Ночью, само собой, он не спал: стоило ехать в отпуск, чтобы спать! Как говорится, там отоспимся… И она тоже ворочалась, садилась на полке, долго, с мучительным любопытством смотрела на него — он физически чувствовал ее взгляд, всегда ощущал его, мог с закрытыми глазами сказать, в какой позе она сидит рядом. Никогда, ни с кем не бывало такой полноты понимания, а без нее все словно выключалось. Однажды, в самом начале, он на что-то обиделся и неделю с ней не разговаривал, запретил себе звонить, отвечать на звонки, думать… Все так о ней напоминало, что вычеркивать вместе с ней пришлось половину знаний, умений и привычек — это после полугода знакомства! Каково же ей теперь было без него, в каком узком мире она, должно быть, очутилась — ведь, запретив себе воспоминания, чтобы уж вовсе не рехнуться от боли, она обречена была лишиться всего прошлого, кроме школьного, всех мыслей, кроме простейших… Господи, спасибо за это жалкое послабление, за отпуска, да и то не навсегда, а пока кто-то тут помнит, — но это ведь, если вдуматься, дополнительная пытка. Нет, нет, с этой безжалостной волей я никогда не смирюсь — даже теперь, когда отлично знаю, что мы преувеличиваем Господне всемогущество, что многое зависит не только от него, что есть вещи — неизлечимые болезни, например, — которые посылаются совсем другими силами, и нет кого-то одного, кто отвечал бы за все. Иначе, конечно, этому одному нельзя было бы простить ни тех последних недель, когда он действительно мечтал об эвтаназии, ни тех первых дней, когда она осталась одна, а он продолжал все понимать и видеть.
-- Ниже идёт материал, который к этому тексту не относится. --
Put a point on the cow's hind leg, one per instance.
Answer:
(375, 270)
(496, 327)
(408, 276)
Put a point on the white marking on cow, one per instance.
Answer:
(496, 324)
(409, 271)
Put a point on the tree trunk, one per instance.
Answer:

Он лежал в темноте, закрыв глаза, никак не умея освоиться в неловком, тучном теле, внаглую захваченном в Москве на сутки, — и чувствовал, как худая светло-русая женщина рядом все крепче закусывает губу; такую вещь в темноте не разглядишь, но чувство, чувство куда денешь? Оно и в теле нелепого Трубникова не оставляло его. Дурацкая какая фамилия — Трубников. Впрочем, и Мальцев — тоже так себе.
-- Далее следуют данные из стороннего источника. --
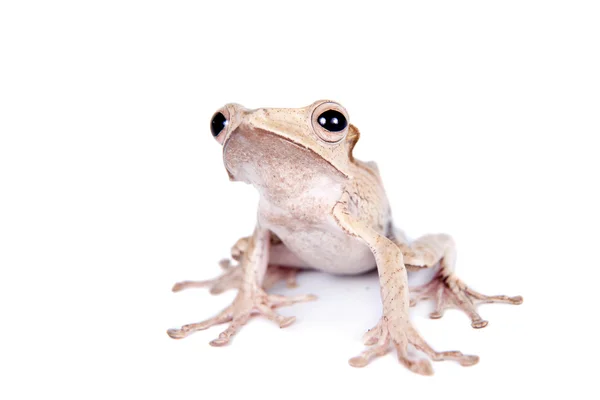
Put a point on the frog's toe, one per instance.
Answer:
(447, 291)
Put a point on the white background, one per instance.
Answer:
(483, 118)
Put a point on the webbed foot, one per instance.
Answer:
(398, 334)
(448, 291)
(231, 278)
(248, 303)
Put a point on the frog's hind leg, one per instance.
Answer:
(445, 288)
(231, 278)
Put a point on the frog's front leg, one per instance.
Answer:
(394, 329)
(251, 298)
(232, 275)
(445, 288)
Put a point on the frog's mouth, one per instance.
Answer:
(266, 159)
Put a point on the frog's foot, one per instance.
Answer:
(232, 279)
(450, 292)
(396, 333)
(245, 305)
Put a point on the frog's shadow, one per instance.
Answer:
(354, 300)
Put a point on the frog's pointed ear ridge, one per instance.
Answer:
(352, 138)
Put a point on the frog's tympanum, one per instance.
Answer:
(320, 208)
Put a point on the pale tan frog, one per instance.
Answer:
(320, 208)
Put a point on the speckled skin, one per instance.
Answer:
(320, 208)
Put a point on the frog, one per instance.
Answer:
(320, 208)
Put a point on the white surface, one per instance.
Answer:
(483, 117)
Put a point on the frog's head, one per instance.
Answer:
(269, 145)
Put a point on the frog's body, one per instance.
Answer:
(321, 208)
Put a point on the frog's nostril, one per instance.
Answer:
(218, 123)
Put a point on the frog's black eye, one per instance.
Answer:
(332, 120)
(218, 123)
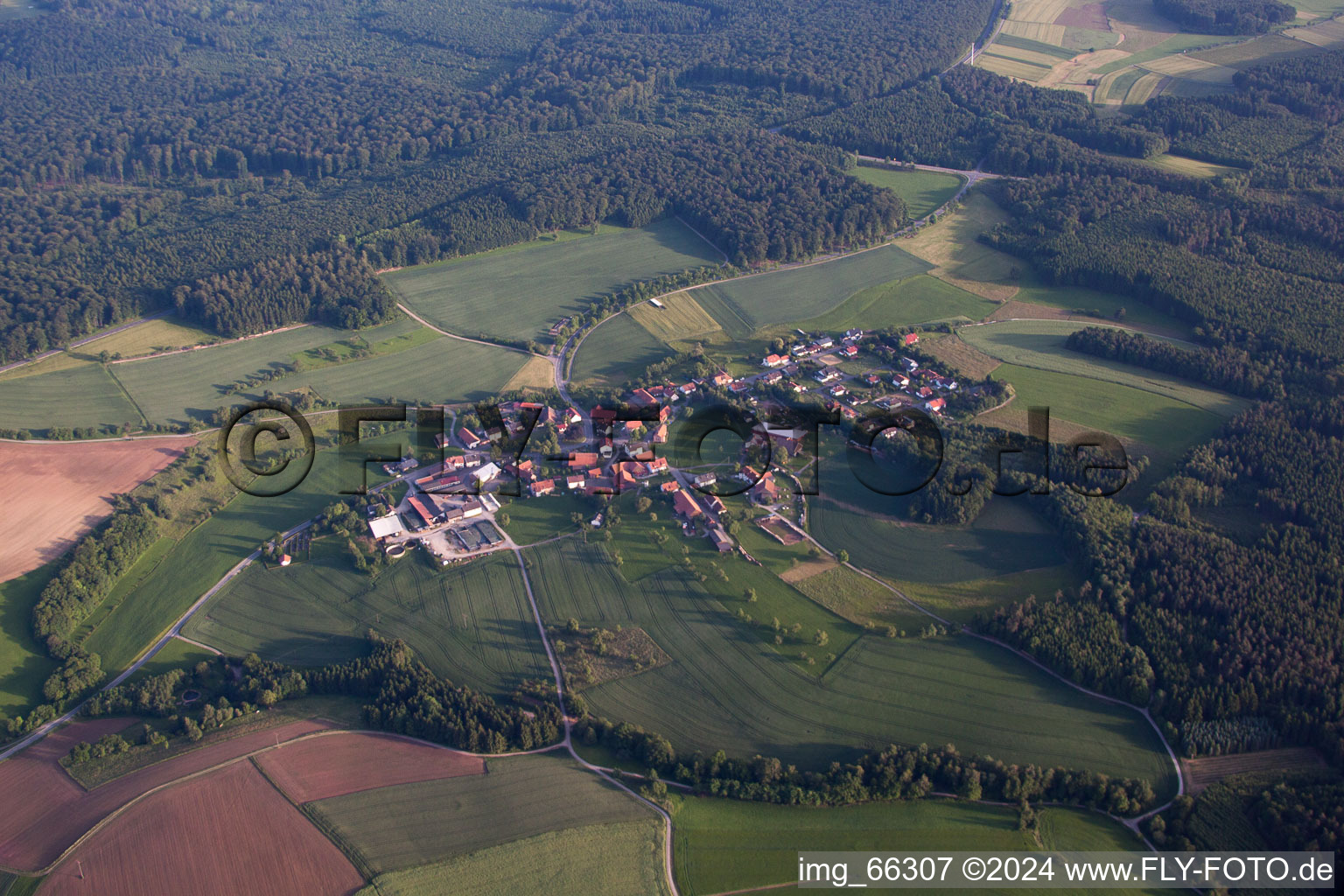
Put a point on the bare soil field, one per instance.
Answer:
(43, 810)
(1210, 770)
(60, 491)
(225, 833)
(346, 763)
— Если вы что-то знаете и молчите, — сказала она вдруг еле слышным шепотом, — это такая вещь, которая хуже убийства. Понимаете? Я сразу, как вошла, поняла, что вы что-то знаете. И эти словечки, и вообще. Ничего общего, конечно, но ведь не обманешь. Я почти уверена. Вы наверняка, наверняка знаете. Я вас очень прошу. Я вас у-мо-ля-ю. — Он отлично знал эту детскую манеру скандировать по слогам. — Я никому не скажу. Но бывает же, да? Если вам нельзя, то вы можете хотя бы намек какой-то… хотя бы привет, да?
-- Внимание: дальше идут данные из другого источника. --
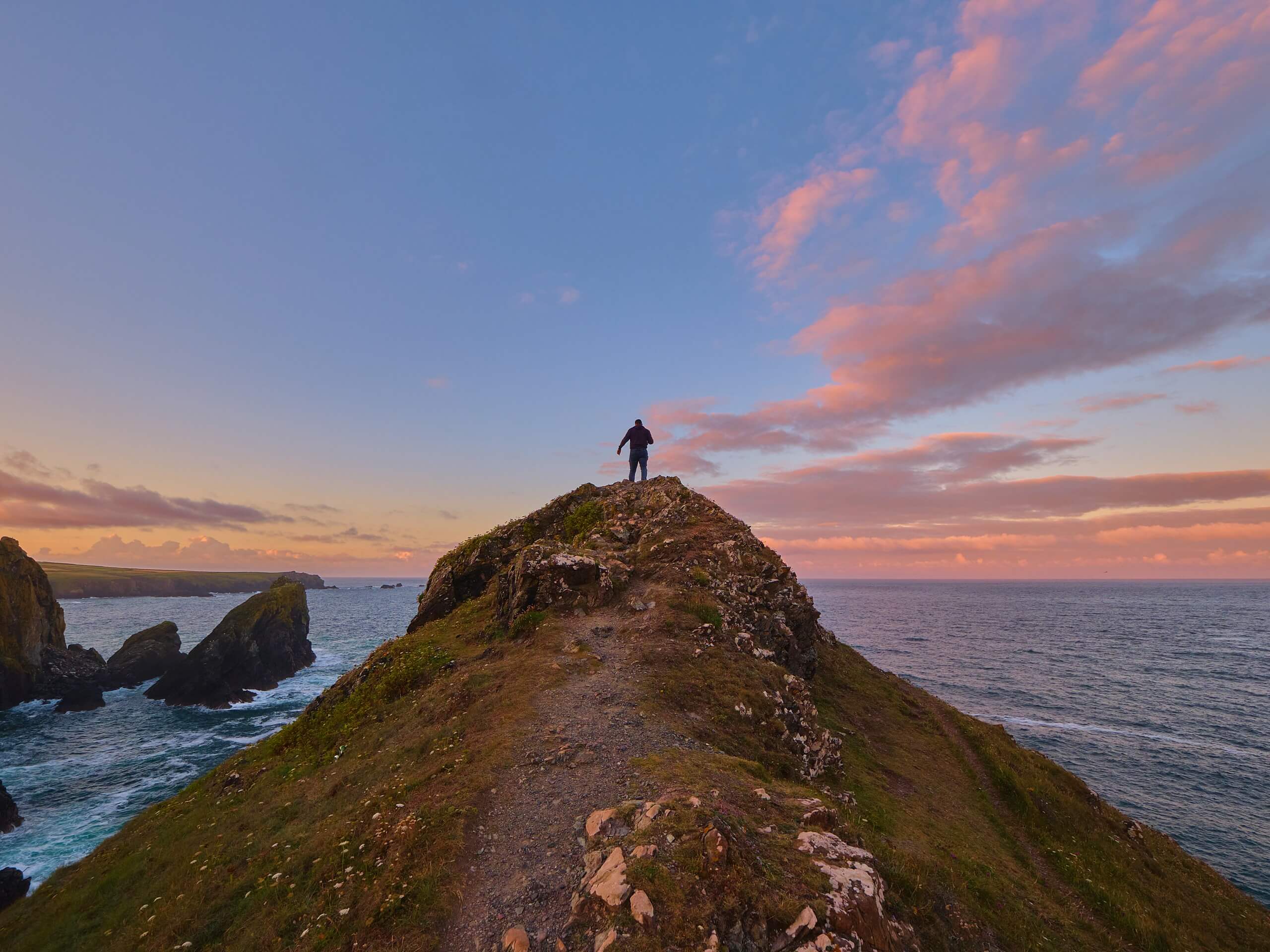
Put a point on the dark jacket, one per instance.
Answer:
(639, 438)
Привет он однажды передавал, было дело. Был отпуск у Серегина, несчастного, сутулого мужика, которого помнил сын. Сыну не было до Серегина никакого дела, он помнил его, так сказать, пассивно, безэмоционально. И так называемый Трубников тогда сказал: чего тебе парня смущать, ты лучше зайди, пожалуйста, на улицу Юннатов, дом такой-то, отнеси букет. Положи у двери в квартиру тридцать два. Серегин отнес, но любопытство пересилило — он позвонил в дверь, стал говорить какие-то глупости, что-то про благодарного анонимного клиента… Очень хотел посмотреть, из-за кого так называемый Трубников так убивается. Посмотрел — ничего особенного, ни кожи, ни рожи; а Верку потом три дня успокаивали, ревела безостановочно…

— Вера, — спокойно сказал Трубников, — чего вы не спите, а?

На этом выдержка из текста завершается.